This week, the S&P 500 released the news by reaching a new all-time high for the day and recovering 100% of the losses caused by the coronavirus pandemic in mid-March.
However, there are indications that the US stock markets may be overvalued. The Buffett Index, an analytical tool that divides the Wilshire 5000 Index by the GDP of the United States, shows 1.7. The figure is very close to the dotcom era high of 1.71, followed by a sharp market correction.
However, one of the main differences between now and the dotcom era is that current interest rates are at record low levels and central banks are pumping huge sums of money to support the economy.
While some pockets may look like a bubble, stock markets are unlikely to collapse on this scale alone.
If the stock market collapses, Bitcoin (BTC) could initially drop due to the tense sentiment, but the price is unlikely to remain low as long as traders who have sold their equity market positions are looking for safe havens to make their money pool.
Recent Bitcoin investments by hedge fund manager Paul Tudor Jones and the growing institutional influx of Grayscale Investments products show that traders view Bitcoin as a store of value and a hedge against inflation.
In the past few months, many cryptocurrencies have outperformed Bitcoin significantly. Let’s analyze some of the altcoins that could perform well over the next few days.
Bitcoin / USD
The bulls pushed Bitcoin above the $ 12,304.37 resistance on Aug 17th, but failed to hold above it. This resulted in a profit by short-term traders on August 18th, dropping the price to a 20-day exponential moving average ($ 11,568).
The Average Directional Index (ADX), which is a component of the Directional Movement Index, remains strong above 35, but the Positive Trend Index (+ DI) and Negative Directional Index (-DI) are approaching each other and the 20-day exponential moving average is settled , Denotes a scope-related short-term action.
If the bears manage to keep the BTC / USD below the 20 day moving average, it could drop into the $ 11000-10900 region. The bulls are likely to defend strongly this area, and if the pair succeeds, it might rebound to $ 12,304.37. A breakout and close (UTC) above this resistance is likely to resume upside.
However, if the bears pull the price below $ 10900, a re-test of $ 10.400 is likely. This is an important support to look out for because when this causes a mood breakdown it becomes very negative.
The -DI is above + DI and is declining by the 20-EMA on the 4-hour chart, indicating that bears have the upper hand in the short term.
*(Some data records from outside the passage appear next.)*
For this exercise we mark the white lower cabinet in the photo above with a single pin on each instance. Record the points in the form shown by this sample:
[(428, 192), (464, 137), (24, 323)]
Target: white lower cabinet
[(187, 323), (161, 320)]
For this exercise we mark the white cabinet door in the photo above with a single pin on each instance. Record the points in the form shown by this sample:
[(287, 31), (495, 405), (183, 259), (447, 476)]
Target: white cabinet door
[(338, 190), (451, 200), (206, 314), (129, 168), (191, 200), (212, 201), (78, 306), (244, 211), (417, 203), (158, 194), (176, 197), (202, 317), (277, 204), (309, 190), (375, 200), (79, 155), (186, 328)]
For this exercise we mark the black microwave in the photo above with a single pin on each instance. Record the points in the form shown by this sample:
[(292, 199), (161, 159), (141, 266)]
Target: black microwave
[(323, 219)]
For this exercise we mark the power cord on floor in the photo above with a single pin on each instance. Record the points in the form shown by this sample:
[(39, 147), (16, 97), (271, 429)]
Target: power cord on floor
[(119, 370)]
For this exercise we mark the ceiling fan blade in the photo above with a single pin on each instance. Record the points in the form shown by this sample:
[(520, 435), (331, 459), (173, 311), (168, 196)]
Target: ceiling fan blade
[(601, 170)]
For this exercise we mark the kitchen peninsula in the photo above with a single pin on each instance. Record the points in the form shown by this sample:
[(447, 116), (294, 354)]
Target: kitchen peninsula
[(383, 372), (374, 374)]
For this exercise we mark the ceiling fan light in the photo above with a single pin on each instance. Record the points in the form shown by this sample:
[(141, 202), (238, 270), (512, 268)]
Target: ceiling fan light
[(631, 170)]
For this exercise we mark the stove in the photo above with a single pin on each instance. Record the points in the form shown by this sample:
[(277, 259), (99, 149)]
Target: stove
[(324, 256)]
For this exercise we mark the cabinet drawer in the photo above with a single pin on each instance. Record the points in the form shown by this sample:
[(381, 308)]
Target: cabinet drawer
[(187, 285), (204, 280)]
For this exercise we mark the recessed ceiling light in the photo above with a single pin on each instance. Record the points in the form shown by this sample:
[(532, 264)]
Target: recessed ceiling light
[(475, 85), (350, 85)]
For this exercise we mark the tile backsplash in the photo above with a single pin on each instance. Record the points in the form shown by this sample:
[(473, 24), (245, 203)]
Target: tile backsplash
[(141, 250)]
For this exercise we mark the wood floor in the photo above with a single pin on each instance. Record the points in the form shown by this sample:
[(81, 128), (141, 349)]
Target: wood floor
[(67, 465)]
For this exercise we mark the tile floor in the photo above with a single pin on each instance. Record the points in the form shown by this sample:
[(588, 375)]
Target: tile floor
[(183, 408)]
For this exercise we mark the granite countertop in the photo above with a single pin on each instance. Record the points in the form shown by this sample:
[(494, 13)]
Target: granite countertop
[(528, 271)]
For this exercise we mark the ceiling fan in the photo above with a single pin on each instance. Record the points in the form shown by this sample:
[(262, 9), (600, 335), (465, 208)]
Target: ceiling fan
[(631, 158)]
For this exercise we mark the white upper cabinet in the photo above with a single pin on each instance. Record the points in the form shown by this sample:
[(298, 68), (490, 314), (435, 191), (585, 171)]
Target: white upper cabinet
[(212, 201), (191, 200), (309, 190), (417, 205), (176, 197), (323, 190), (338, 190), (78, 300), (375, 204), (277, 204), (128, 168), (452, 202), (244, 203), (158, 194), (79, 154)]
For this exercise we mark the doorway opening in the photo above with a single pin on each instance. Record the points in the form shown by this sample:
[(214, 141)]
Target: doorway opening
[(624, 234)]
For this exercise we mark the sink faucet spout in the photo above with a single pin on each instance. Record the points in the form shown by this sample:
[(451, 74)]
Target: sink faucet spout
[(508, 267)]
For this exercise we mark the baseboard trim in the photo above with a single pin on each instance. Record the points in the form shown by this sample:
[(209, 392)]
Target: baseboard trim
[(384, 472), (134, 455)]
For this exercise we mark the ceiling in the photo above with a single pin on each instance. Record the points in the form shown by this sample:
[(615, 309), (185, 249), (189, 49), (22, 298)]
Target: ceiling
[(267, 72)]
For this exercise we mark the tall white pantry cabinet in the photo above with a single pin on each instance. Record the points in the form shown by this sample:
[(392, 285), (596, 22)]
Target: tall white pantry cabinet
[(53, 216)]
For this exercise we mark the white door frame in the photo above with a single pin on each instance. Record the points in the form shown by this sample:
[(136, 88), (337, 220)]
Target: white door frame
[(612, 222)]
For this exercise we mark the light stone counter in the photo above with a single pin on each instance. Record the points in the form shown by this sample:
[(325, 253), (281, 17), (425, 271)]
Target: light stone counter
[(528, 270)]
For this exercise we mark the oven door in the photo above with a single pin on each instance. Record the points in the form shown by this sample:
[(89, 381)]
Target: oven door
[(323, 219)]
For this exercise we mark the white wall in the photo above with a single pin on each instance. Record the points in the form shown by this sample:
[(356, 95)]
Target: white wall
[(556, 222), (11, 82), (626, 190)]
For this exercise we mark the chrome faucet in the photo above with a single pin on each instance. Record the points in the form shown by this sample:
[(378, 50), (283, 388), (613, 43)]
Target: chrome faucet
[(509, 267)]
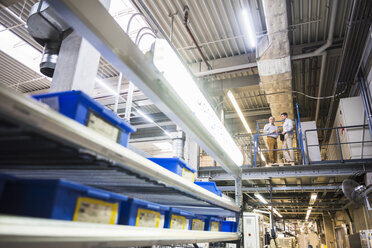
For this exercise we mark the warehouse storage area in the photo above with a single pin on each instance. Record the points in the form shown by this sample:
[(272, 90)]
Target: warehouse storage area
[(186, 123)]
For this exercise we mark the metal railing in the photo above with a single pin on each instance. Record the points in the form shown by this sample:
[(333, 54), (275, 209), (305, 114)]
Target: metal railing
[(298, 149), (342, 147)]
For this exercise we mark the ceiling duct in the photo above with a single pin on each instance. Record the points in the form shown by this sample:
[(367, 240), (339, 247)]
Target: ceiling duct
[(273, 59)]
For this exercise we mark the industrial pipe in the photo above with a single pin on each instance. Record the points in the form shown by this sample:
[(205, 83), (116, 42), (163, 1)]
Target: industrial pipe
[(186, 18), (324, 57)]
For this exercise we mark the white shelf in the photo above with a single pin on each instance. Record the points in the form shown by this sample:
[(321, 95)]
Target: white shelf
[(27, 232), (39, 118)]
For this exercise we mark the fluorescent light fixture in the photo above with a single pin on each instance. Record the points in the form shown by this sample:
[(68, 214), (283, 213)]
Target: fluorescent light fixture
[(261, 211), (167, 62), (165, 146), (277, 213), (308, 213), (260, 197), (106, 87), (237, 109), (248, 24), (144, 116), (313, 196), (167, 133)]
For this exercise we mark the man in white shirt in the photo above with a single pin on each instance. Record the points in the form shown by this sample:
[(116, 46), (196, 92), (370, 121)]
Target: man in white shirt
[(272, 133), (288, 136)]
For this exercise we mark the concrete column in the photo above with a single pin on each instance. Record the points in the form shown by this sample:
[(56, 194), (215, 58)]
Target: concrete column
[(329, 232), (77, 64)]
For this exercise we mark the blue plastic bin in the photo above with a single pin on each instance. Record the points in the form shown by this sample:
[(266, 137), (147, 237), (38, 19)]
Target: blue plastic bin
[(210, 186), (178, 219), (60, 199), (4, 178), (198, 222), (176, 165), (213, 223), (143, 213), (229, 226), (82, 108)]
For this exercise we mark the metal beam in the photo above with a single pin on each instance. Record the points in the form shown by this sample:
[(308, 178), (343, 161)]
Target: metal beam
[(305, 204), (285, 188), (320, 170), (22, 232), (116, 46), (248, 113)]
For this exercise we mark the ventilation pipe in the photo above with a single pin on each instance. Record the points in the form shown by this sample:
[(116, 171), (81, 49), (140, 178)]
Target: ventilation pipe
[(185, 23), (273, 59)]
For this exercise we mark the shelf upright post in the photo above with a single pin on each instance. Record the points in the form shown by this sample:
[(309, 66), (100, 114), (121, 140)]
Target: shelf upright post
[(239, 202)]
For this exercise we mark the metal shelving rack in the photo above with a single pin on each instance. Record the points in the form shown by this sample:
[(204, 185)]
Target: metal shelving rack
[(38, 141)]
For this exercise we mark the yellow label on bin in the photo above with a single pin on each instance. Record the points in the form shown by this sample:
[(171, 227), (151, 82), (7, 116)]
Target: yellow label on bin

They are aggressively selling pullbacks to the 20-EMA.
On the flip side, the $ 11,000 level is likely to provide solid support. Heavy bounce will keep the pair between $ 11,000 and $ 12,304.37 for a few days.
The first sign of strength will be a break above the 20 EMA as this will indicate a change in sentiment in the short term.
ETH / USD
The failure of the bulls to hold Ether above the $ 415,634 immediate support level resulted in short-term gains for traders. This pulled the price below the 20 day EMA ($ 393) which is a negative sign.
Next support on the downside is 366. If price bounces from this level, it indicates that bulls are defending this support. The 20-day exponential moving average has settled and the + DI and -DI are close to each other, indicating an equilibrium between supply and demand.
This indicates a range-bound potential action between $ 366 and $ 446.479 for a few days. A break above the area is likely to lead to the resumption of the uptrend, while a break below this area could cause a drop in the next support at $ 320.
The 4 hours chart shows that -DI is above + DI and the 20-EMA is declining, indicating a short-term benefit to the bears. Previously the support of USD 366 was strong support so the bulls will once again try to defend this level.
Strong bounce might increase to $ 415,634. If the price deviates from this resistance, it is possible to trade within the range for a few days.
Conversely, if it breaks the support of $ 366, it will be a major defect that could lead to a drop to $ 320.